“The best way to predict your future is to create it” – Abraham Lincoln.
This week we’re going to talk about habit tracking tools. What can you do to capture your goals, how you’re doing, and have some progress set in place? This week, we’re going to talk about analog tracking paper, other types of easy tricks to do to track habits, maybe in a way that doesn’t feel like habit tracking. Then next time, we’ll talk about digital forms of tracking habits and goals. When planning how to track your habits and goals, it’s always great to get the right tools in the right spot. And a lot of people track tools and a lot of different ways. First, there are non-technical tools like planners and charts, which are great because you don’t rely on logging into a thing. Hopefully, you place them in areas of your house where you see them all the time. Family members or friends can glance at it and see how you’re doing. A lot of people put these at work when they’re in the office.

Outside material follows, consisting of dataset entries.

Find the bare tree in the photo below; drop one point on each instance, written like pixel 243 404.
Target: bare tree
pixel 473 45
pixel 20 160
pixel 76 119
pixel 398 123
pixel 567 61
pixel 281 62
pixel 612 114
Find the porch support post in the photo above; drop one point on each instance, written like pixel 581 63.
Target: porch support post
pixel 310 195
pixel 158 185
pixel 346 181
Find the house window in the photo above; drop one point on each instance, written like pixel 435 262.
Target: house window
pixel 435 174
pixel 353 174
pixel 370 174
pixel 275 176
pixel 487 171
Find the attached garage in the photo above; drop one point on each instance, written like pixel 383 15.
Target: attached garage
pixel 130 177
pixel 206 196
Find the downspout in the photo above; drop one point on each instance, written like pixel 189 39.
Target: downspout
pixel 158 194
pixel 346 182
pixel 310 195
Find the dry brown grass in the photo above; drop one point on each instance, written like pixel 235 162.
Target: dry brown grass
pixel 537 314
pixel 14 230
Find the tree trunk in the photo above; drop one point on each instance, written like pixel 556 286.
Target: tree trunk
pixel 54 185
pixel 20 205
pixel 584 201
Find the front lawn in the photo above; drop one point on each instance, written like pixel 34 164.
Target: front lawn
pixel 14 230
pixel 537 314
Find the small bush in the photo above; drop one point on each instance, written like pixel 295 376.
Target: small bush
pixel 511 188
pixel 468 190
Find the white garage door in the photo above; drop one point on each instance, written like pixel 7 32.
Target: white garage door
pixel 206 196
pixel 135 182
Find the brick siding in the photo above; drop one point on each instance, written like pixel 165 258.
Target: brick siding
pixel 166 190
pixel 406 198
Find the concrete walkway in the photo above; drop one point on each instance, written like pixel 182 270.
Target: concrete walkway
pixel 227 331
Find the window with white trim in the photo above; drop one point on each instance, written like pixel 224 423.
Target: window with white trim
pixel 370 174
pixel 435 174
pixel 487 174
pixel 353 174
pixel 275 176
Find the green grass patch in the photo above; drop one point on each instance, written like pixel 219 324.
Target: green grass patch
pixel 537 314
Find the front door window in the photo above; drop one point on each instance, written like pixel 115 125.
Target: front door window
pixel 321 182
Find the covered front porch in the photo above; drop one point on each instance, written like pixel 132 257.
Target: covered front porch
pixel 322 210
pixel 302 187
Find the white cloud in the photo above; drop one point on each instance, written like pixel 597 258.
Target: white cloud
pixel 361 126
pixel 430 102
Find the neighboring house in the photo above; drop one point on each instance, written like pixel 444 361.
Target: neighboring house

Some people feel very strongly that you need to write them down by hand and read it on paper. There is a robust mental response when you do it that way. It even suggests that merely writing your goals down on paper creates a psychological pathway to allow your brain to make it start happening. Interestingly, when I was in my 20s and was poor and confused, my roommate, who is also equally as poor and confused as I was, started this project where we took five goals that we wanted to happen before we were 30. We wrote them down on a piece of paper, and we stored them away. I’m not even sure what happened to them. Some were big goals that were hard for us to believe that we’d be able to get done. But interestingly enough, they all happened. The very last one came true six months before my 30th birthday when I went to Disneyland for the first time. It worked for us. I’m not sure if it was because we wrote it on the paper or if we just declared them as goals. It can be very simple what you do to record these goals, and I have a real tendency to make things very complex. At one point, I had an exercise tracker that took longer to complete and doing the exercise themselves. Don’t do that. Simple is better, and use small steps and small rewards that are the key to any system you have for tracking and rewarding behavior.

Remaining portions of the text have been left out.